Surfactant-Based Purification Of Carbon Nanotubes

The United States of America as represented by the Secretary of the Navy (Washington, DC) earned U.S. Patent 7,781,635 for surfactant-based purification of carbon nanotubes.  

Inventors Thomas E. Sutto; (Fredericksburg, VA), and Karen A. McGrady; (Fredericksburg, VA) developed a  mixture and method o for purifying carbon nanotubes. A substituted imidazolium cation is utilized to suspend carbon nanotubes in a nonpolar liquid. A polar solvent immiscible with the nonpolar liquid is mixed in to remove soot from the suspension, allowing recovery of the nanotubes. The relative gentleness of the separation provides nanotubes that are undamaged and unoxidized. The components of the mixture are economically advantageous for this use and the method is simple compared to other nanotube purification methods.

It has been found that, while the nanotubes will stay suspended in the nonpolar liquid by virtue of the action of the cation, substantially all of the soot will become suspended or dissolved in the polar solvent. Conventional separation of the two immiscible solvents, e.g., by decanting, effects separation, that is, purification, of the nanotubes from the soot. The nanotubes may be further refined, if necessary, by repeating the foregoing. The nanotubes can be recovered from the nonpolar solvent by any convenient method depending on the nature of the solvent. Many nonpolar solvents can simply be evaporated while others can be subjected to microfiltration techniques to recover the nanotubes. 

For many purposes in both research and commercial applications it is desired to have a plentiful source of undamaged nanotubes.
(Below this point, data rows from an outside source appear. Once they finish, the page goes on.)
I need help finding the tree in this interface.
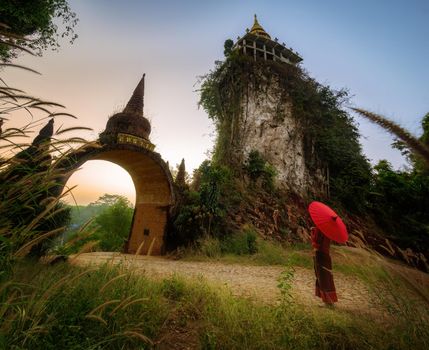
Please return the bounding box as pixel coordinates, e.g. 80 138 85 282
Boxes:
174 158 187 190
223 39 234 57
0 0 78 61
95 194 133 251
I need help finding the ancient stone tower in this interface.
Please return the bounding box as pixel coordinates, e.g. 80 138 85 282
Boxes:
227 15 326 196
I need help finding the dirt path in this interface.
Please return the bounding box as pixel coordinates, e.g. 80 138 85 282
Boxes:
71 252 384 316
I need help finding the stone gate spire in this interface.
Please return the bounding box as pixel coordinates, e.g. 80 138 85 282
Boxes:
123 74 146 117
100 74 155 151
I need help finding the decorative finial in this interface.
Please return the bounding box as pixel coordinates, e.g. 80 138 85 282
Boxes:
32 118 54 146
250 14 271 39
123 74 146 117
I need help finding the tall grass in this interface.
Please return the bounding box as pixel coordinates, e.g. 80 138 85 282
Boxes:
0 264 429 349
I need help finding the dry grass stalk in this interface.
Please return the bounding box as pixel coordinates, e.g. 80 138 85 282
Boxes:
352 108 429 167
100 273 128 293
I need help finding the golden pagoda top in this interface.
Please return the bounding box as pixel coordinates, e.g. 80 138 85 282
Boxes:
250 15 271 39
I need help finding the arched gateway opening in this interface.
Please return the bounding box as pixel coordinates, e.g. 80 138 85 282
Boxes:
56 75 174 255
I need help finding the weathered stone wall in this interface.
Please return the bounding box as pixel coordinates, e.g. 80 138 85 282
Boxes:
239 71 326 196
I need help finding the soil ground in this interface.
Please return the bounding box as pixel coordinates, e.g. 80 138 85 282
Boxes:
70 246 429 319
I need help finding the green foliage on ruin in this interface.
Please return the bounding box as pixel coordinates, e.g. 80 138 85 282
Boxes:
167 160 241 247
244 150 276 192
199 52 371 212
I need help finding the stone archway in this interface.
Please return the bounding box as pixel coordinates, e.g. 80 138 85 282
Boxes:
57 142 174 255
57 75 175 255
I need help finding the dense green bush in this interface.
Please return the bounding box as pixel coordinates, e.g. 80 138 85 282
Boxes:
244 150 276 192
199 53 371 212
167 161 240 246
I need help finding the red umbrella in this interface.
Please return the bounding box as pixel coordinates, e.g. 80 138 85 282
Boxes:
308 202 349 243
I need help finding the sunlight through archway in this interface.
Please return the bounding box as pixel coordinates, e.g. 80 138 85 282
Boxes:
65 160 136 206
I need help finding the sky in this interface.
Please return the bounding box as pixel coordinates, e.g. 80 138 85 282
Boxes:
1 0 429 204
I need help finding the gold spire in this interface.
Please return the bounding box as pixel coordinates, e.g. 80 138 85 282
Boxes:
250 15 271 39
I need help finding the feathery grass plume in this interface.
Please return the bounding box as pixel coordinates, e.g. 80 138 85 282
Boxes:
351 108 429 167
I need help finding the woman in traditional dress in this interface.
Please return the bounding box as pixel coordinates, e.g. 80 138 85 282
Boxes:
311 227 338 305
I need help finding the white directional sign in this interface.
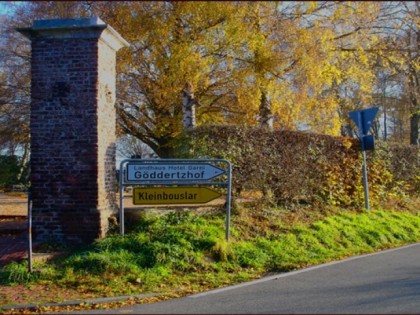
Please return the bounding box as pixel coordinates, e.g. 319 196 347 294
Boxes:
127 163 225 182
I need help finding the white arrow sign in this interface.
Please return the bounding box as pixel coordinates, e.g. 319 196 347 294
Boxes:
127 163 225 182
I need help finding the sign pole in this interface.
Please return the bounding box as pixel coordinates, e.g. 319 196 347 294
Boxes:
28 187 33 273
357 111 370 210
226 161 232 242
119 161 125 236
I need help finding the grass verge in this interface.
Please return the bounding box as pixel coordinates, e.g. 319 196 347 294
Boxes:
0 205 420 313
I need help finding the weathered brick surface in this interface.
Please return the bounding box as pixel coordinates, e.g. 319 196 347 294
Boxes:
18 19 126 247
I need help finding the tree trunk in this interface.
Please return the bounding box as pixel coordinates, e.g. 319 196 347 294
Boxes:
410 113 420 146
182 83 198 131
259 91 273 130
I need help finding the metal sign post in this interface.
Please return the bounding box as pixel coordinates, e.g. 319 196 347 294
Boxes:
28 187 33 272
349 107 379 210
119 159 232 241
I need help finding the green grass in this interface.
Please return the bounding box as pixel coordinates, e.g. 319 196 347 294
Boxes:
0 207 420 304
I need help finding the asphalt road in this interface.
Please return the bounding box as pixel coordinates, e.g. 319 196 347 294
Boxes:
79 243 420 314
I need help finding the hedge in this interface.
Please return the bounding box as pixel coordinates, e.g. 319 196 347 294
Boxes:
181 126 420 206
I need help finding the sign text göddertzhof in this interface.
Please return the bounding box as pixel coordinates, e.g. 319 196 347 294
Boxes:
127 163 225 182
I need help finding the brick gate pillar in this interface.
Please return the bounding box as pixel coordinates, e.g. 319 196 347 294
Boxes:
17 18 128 244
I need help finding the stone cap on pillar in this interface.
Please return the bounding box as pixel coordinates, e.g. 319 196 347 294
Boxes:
16 17 130 51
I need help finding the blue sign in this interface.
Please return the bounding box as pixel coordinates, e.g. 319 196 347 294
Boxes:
349 107 379 136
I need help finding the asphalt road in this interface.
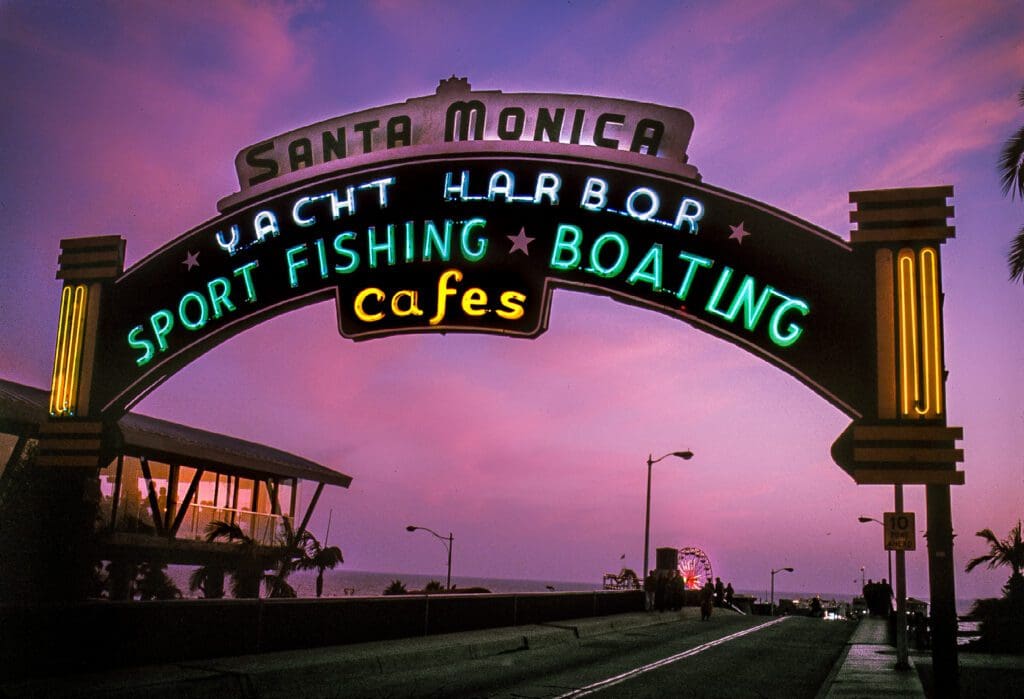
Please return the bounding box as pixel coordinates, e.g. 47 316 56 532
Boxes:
338 613 856 699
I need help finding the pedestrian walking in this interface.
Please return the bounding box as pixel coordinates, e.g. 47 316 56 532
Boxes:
700 580 715 621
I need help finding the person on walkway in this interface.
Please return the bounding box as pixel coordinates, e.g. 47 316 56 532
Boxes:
654 571 669 612
700 579 715 621
879 578 896 615
643 570 654 612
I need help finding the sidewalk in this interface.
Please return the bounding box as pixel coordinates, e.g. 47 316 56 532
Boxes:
819 617 925 699
0 607 699 699
0 607 925 699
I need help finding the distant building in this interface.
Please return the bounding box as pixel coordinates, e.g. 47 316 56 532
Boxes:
0 380 352 598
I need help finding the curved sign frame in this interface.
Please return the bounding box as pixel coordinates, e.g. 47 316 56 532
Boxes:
93 148 874 418
37 77 964 679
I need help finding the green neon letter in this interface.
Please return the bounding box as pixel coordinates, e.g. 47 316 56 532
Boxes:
768 290 811 347
550 223 583 269
423 219 452 262
334 230 359 274
460 218 487 262
231 260 259 303
587 231 630 278
626 243 663 292
178 292 210 331
580 177 608 211
128 325 155 366
285 243 309 289
367 223 394 269
676 253 715 301
150 308 174 352
206 276 234 318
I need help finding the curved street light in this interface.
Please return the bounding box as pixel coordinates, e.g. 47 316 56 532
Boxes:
640 449 693 580
770 568 793 616
406 524 455 589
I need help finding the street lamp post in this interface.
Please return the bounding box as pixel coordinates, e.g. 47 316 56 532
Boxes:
769 568 793 616
640 449 693 579
857 516 896 585
406 524 455 589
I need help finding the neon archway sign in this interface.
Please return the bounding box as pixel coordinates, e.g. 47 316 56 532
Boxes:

Such nanotubes are sometimes referred to as native state nanotubes because, other than the purification, they have not been chemically or mechanically altered after being created by whatever method was utilized to create the nanotubes. Such native state nanotubes may have, whether by intent or not, certain defects in structure. 

The nanotubes may also, again whether by intent or not, chemically or mechanically contain atoms or molecules other than carbon. In any case, what is needed in the art is a simple method of purifying carbon nanotubes without damaging the nanotubes and without using reagents that are harmful to the nanotubes, the person practicing the method, or the environment.